VirtualDesktop and VirtualDesktopManager Classes
These classes are in the same file because they use one another. They compose the base virtual desktop "engine". I've found this implementation to be pretty reliable, but remember that when debugging a virtual desktop program you must end the program normally rather than hit "Stop" if you have Windows on other desktops. Otherwise, the Windows will stay hidden until you log off (that is not fun). When the program starts up, it calls
InitVirtualDesktops with the number
4 as the parameter for how many desktops to make. That's right, this virtual desktop engine supports as many desktops as you want. However, the thumbnail based preview Window supports only 4 at this time.
ThumbnailWindow and ThumbnailManager Classes
These classes actually control the preview Window. Actually that's preview Windows. Many people complained about the thumbnail API to Microsoft. The API's aren't very powerful by themselves and give you only a few options about how to draw them. You can't create a program like Flip3D with only these API's. Flip3D is built into the DWM program and works by simply applying matrix transformations to the Windows.
I don't need any 3D stuff for this program, but I did need fast 2D animation. The Windows needed to move when dragged and to fade in rather quickly. Most other thumbnail programs use the thumbnail API's to move, scale, and alpha-blend their thumbnails. The API's aren't usually fast enough to provide fluid animation (especially on slower computers), so I came up with a trick. Firstly, each thumbnail is on its own Window. Now, if you use regular Windows for this, the translucent glass areas won't be translucent. Instead, I found that Windows will allow you to use layered Windows for this. Basically, you create the layered Window and tell it to render on it like on a normal Window. Then in order to make the Window touch-sensitive, you have to color the pixels in something other than 0,0,0,0. So I just fill a rectangle with 1,0,0,0 (1/255 alpha, black) the same size as the thumbnail. You end up with a perfect translucent floating thumbnail.

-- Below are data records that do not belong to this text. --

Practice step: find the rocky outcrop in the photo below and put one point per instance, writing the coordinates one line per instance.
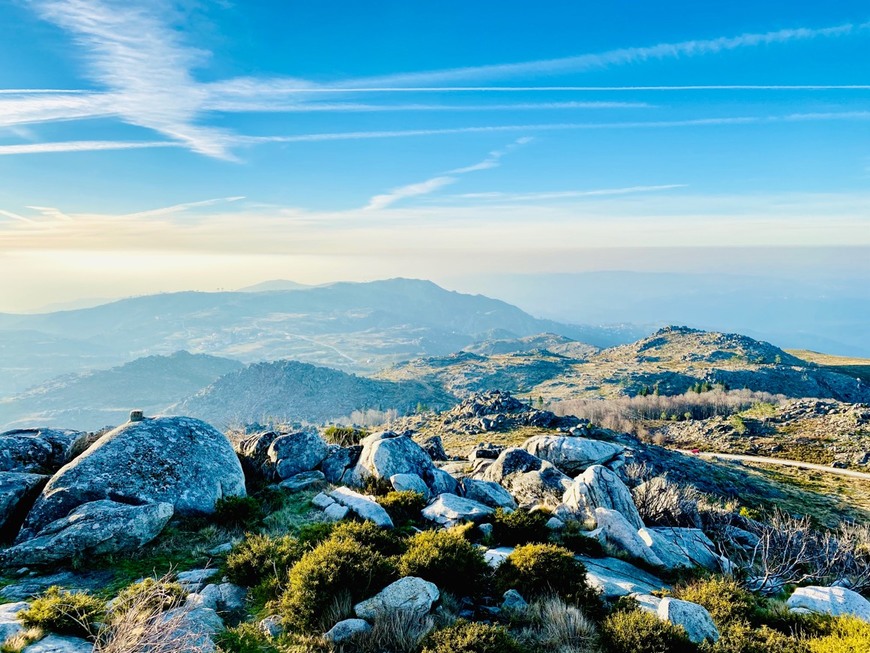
(618, 532)
(529, 479)
(18, 491)
(835, 601)
(449, 509)
(347, 630)
(363, 506)
(488, 493)
(694, 618)
(598, 487)
(410, 595)
(409, 483)
(94, 528)
(572, 455)
(295, 453)
(38, 451)
(176, 460)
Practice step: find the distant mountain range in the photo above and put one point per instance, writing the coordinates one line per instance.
(356, 327)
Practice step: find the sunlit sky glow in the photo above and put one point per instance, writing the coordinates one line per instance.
(151, 146)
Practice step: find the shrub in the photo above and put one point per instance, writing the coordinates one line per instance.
(152, 594)
(344, 436)
(724, 598)
(336, 570)
(237, 512)
(403, 507)
(520, 527)
(537, 570)
(261, 560)
(368, 534)
(636, 631)
(446, 558)
(67, 613)
(573, 538)
(847, 635)
(471, 637)
(244, 638)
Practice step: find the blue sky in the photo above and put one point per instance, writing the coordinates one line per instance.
(150, 146)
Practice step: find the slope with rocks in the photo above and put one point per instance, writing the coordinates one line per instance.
(294, 391)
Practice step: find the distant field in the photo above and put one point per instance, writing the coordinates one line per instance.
(856, 367)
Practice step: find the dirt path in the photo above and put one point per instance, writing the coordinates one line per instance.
(779, 461)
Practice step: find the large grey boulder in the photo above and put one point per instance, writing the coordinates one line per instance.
(618, 532)
(295, 453)
(449, 509)
(598, 487)
(362, 505)
(338, 461)
(386, 454)
(346, 630)
(695, 545)
(410, 595)
(38, 451)
(694, 618)
(835, 601)
(489, 493)
(614, 577)
(409, 483)
(176, 460)
(529, 479)
(572, 455)
(93, 528)
(59, 644)
(18, 491)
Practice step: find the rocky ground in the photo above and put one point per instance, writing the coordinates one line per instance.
(91, 514)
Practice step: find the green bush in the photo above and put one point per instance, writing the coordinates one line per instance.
(470, 637)
(66, 613)
(846, 635)
(337, 570)
(520, 527)
(636, 631)
(725, 600)
(237, 512)
(244, 638)
(151, 594)
(403, 507)
(536, 570)
(575, 539)
(261, 560)
(344, 436)
(446, 558)
(383, 540)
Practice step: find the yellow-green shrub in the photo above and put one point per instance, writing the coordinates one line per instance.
(470, 637)
(69, 613)
(336, 570)
(446, 558)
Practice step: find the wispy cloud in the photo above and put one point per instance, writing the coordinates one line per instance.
(144, 75)
(429, 186)
(80, 146)
(567, 194)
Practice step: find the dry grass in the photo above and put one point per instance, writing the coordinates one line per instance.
(142, 626)
(549, 624)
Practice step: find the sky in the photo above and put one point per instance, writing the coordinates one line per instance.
(158, 146)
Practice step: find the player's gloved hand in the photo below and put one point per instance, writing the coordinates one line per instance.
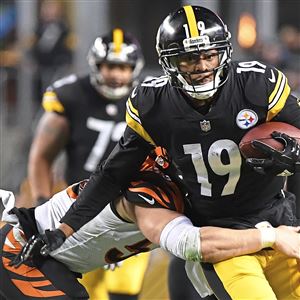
(279, 163)
(113, 266)
(41, 244)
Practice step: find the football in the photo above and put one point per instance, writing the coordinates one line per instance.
(263, 133)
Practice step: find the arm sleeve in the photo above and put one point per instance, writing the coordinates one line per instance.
(109, 179)
(291, 114)
(294, 187)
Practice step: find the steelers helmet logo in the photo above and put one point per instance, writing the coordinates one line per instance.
(246, 118)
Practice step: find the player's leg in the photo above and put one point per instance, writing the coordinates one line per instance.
(95, 284)
(125, 283)
(283, 275)
(45, 278)
(180, 287)
(241, 278)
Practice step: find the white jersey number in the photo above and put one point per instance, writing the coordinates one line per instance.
(215, 152)
(108, 131)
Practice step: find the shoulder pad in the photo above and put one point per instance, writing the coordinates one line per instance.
(264, 86)
(51, 102)
(156, 190)
(75, 189)
(64, 81)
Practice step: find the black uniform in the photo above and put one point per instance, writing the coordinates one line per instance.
(224, 190)
(96, 123)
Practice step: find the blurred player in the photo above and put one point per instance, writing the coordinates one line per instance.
(84, 115)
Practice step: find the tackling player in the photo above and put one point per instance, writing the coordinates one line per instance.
(199, 112)
(84, 115)
(113, 236)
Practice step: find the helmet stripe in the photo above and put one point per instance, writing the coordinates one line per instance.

Once I figured out how to display the thumbnails like that, I wrote the
ThumbnailManager classes. The
TumbnailWindow class inherits from the layered window class (
PerPixelAlpha.Form). They access one another to control the animations and the windows represented by the thumbnails. Using an altered version of the
ThumbnailWindow class, you could display highly animated thumbnails floating over the desktop any time you want!
This simply inherits from
System.Windows.Form and sets the
DoubleBuffered property to
true in the constructor.
This class simply provides the startup code and sets up everything including the system tray icon. It also handles the hot key presses and calls the needed functions.
This form is a click-throughable layered Window that is shown whenever the user switches desktops. The draw code that matters is the
This form contains some useful options, including the ability to have more than 4 desktops (although the preview Windows don't show more than 4).
This program provides a great example of using Vista thumbnails for functional purposes. You can easily use the
ThumbnailWindow class for other thumbnail animations as well. For example, you could make an alternate version of Alt-Tab that has the Window thumbnails fade in and fall down from the top of the screen. It also gives you a very reliable virtual desktop engine. Lastly, it gives you a few very handy Win32 API wrappers for use in just about anything.